Staf Humas MK Fitri Yuliana mengatakan, ‎Pemohon pertama mempermasalahkan Pasal 327 ayat 2 dan 3 a quo. Para Pemohon, yakni Jimmi Wilbadus, Yucundianus, dan Jefri Unbununaek yang merupakan anggota DPRD Nusa Tenggara Timur (NTT) itu merasa dirugikan hak-hak konstitusionalnya atas berlakunya pasal a quo tersebut.

"Pemohon menjelaskan bahwa proses pengisian dan pengangkatan alat kelengkapan DPRD telah menghilangkan hak-hak konstitusionalnya," ucap Fitri, Kamis (22/1/2015).

Sebab, lanjut Fitri, Pasal 327 ayat 2 UU MD3 mengatur mekanisme pimpinan atau Ketua DPRD berasal dari partai pemenang. Ketentuan tersebut menurut Pemohon menyebabkan partai dengan perolehan kursi terbanyak di DPRD secara otomatis akan menjadi pimpinan DPR.

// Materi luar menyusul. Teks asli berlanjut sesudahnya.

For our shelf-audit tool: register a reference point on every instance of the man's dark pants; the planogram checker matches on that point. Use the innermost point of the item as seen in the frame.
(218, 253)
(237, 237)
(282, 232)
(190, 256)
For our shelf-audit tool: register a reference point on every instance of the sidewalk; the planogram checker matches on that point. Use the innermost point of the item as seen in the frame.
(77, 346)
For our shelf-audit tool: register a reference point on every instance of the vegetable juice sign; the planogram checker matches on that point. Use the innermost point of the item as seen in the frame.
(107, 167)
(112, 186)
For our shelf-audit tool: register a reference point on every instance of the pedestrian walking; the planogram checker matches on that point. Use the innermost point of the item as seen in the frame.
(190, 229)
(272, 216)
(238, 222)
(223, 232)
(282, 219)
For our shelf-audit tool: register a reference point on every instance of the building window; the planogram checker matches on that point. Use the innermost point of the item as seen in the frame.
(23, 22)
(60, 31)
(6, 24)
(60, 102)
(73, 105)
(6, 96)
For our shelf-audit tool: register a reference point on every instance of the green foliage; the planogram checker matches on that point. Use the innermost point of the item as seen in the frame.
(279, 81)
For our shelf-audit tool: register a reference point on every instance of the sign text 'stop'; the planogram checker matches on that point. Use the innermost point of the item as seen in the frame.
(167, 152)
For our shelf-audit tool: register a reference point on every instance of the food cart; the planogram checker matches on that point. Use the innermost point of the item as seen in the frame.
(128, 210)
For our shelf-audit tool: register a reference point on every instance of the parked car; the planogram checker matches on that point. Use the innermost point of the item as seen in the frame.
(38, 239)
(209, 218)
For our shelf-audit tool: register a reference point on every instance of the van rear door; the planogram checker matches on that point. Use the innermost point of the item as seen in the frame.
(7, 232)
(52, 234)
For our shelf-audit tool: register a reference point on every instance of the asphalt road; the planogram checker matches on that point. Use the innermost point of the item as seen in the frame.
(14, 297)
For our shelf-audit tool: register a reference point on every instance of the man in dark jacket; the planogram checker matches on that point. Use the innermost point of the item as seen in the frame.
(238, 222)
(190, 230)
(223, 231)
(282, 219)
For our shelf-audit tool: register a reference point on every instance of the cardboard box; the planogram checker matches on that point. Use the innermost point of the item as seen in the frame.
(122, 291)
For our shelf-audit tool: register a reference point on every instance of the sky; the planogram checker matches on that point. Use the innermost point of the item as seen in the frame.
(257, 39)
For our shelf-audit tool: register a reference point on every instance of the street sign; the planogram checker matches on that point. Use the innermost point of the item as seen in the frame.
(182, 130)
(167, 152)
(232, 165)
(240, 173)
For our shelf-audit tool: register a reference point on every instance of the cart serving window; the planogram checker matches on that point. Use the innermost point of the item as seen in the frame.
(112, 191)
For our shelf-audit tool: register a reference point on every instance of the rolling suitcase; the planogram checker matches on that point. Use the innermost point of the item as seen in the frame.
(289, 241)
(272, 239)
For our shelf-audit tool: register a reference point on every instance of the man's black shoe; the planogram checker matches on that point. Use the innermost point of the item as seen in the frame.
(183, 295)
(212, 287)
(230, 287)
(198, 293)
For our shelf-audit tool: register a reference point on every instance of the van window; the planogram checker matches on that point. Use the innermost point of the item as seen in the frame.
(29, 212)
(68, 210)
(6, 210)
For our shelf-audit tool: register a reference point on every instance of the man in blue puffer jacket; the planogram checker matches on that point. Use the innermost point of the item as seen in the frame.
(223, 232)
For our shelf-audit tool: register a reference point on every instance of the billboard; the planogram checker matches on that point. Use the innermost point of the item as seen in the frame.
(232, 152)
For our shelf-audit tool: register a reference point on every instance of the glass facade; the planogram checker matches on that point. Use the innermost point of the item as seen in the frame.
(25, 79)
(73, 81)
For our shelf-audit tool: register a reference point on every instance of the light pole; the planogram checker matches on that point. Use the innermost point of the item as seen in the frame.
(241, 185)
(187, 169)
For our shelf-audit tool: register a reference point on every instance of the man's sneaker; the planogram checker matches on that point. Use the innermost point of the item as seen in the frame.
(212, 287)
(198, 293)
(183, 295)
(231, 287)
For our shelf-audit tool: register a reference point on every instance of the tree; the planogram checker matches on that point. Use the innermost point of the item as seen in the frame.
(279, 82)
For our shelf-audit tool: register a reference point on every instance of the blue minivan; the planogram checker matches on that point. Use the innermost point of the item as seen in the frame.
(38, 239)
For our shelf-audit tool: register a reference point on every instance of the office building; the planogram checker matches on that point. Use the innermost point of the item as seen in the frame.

Fitri menjelaskan, selain itu ketentuan mengenai proses pengisian dan penempatan pimpinan DPRD‎ menurut Pemohon juga tidak mengakomodasi kepentingan hukum mereka.

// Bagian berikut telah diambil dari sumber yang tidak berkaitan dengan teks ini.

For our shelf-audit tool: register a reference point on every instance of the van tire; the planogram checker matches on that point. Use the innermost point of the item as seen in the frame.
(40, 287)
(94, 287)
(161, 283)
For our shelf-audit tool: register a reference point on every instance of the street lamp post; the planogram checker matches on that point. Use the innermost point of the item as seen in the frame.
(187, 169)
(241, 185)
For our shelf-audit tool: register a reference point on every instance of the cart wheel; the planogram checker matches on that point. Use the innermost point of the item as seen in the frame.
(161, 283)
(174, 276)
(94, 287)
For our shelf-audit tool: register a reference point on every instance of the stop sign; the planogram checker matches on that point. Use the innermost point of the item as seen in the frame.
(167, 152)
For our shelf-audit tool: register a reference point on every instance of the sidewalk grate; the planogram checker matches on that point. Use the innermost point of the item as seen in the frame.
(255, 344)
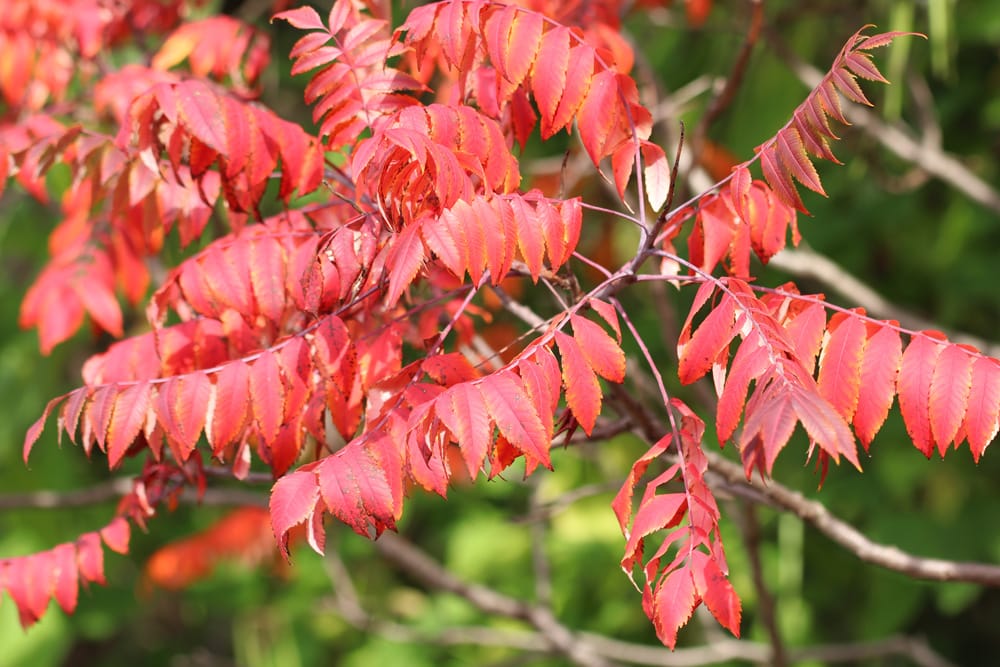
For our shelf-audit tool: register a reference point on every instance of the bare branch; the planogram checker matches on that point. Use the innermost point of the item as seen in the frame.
(418, 564)
(898, 139)
(849, 537)
(807, 263)
(114, 489)
(750, 527)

"Akibat ketentuan tersebut, Pemohon menjadi kehilangan kesempatan untuk ikut dalam proses pemilihan alat kelengkapan DPR. Pemohon menilai hal itu dikarenakan Pasal 327 ayat 2 dengan tegas telah menghilangkan kesempatan Pemohon," ucap Fitri.

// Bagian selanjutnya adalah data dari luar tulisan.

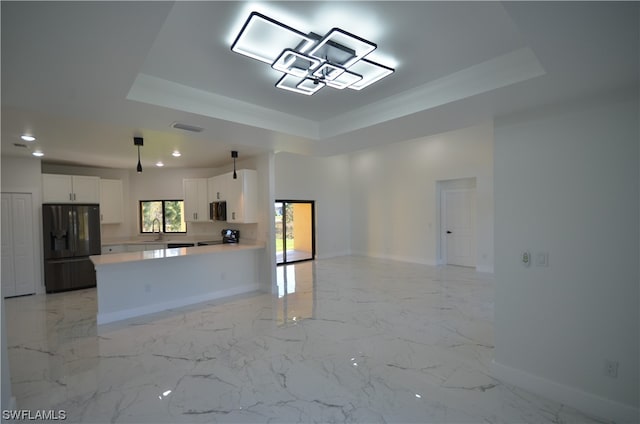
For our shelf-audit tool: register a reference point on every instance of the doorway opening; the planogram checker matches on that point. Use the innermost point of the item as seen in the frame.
(295, 231)
(458, 222)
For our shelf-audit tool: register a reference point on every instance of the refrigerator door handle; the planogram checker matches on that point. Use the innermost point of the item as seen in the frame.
(75, 231)
(67, 260)
(72, 233)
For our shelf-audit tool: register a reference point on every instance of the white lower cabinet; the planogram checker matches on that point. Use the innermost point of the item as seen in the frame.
(113, 249)
(111, 200)
(122, 248)
(242, 197)
(70, 189)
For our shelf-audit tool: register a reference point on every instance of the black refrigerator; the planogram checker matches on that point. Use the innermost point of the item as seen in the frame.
(71, 235)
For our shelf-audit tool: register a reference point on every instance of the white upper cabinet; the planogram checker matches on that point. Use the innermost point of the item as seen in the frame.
(242, 197)
(196, 205)
(70, 189)
(111, 201)
(218, 188)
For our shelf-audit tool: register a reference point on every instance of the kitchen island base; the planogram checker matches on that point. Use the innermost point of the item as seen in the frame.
(140, 283)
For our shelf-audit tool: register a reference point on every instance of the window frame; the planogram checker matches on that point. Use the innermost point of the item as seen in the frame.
(164, 230)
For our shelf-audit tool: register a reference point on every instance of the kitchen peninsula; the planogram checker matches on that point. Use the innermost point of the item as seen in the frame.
(139, 283)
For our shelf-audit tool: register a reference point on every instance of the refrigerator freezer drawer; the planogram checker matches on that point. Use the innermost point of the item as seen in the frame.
(69, 274)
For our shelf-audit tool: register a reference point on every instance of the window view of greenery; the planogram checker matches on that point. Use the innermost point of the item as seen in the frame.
(169, 213)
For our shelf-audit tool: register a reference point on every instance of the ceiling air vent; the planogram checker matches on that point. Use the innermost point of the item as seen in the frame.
(186, 127)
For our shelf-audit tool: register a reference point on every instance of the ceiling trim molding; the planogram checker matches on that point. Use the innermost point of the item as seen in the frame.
(510, 68)
(161, 92)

Pemohon, lanjut Fitri, juga menilai, ketentuan dalam Pasal 327 ayat 2 juga tidak sejalan dengan ketentuan pengisian alat kelengkapan di tingkat pusat, yaitu DPR. Di DPR menggunakan sistem paket untuk memberikan kewenangan kepada perorangan sebagai anggota DPR untuk dapat memilih dan dipilih.

Dengan perbedaan mekanisme pengisian alat kelengkapan DPRD dengan DPR tersebut, menurut Pemohon telah menimbulkan ketidakpastian hukum. "Pemohon menilai bahwa rumusan Pasal 327 ayat 2 dan 3 adalah rumusan pasal yang menerapkan standar ganda dalam hukum. Sehingga membuat ketidakselarasan hukum juga melahirkan diskriminasi kewenangan dan menciderai demokrasi," ucap Fitri.

Sementara Pemohon kedua, yang mempermasalahkan Pasal 327 ayat 1 huruf a, menilai bahwa pasal itu mengandung sifat multitafsir dan tid‎ak mengakomodasi keadaan yang terjadi di DPRD DKI Jakarta. Sebab, menurut Pemohon jumlah anggota DPRD Provinsi DKI Jakarta periode 2009-2014 sebanyak 106 orang dan seharusnya berpengaruh terhadap susunan serta kedudukan dari pimpinan dewan di DPRD DKI Jakarta.

"Pemohon menilai, seharusnya terdapat penambahan satu Wakil Ketua DPRD‎ DKI Jakarta, dari empat wakil ketua menjadi lima wakil ketua, mengikuti jumlah anggota dewan yang ada saat ini," jelas Fitri.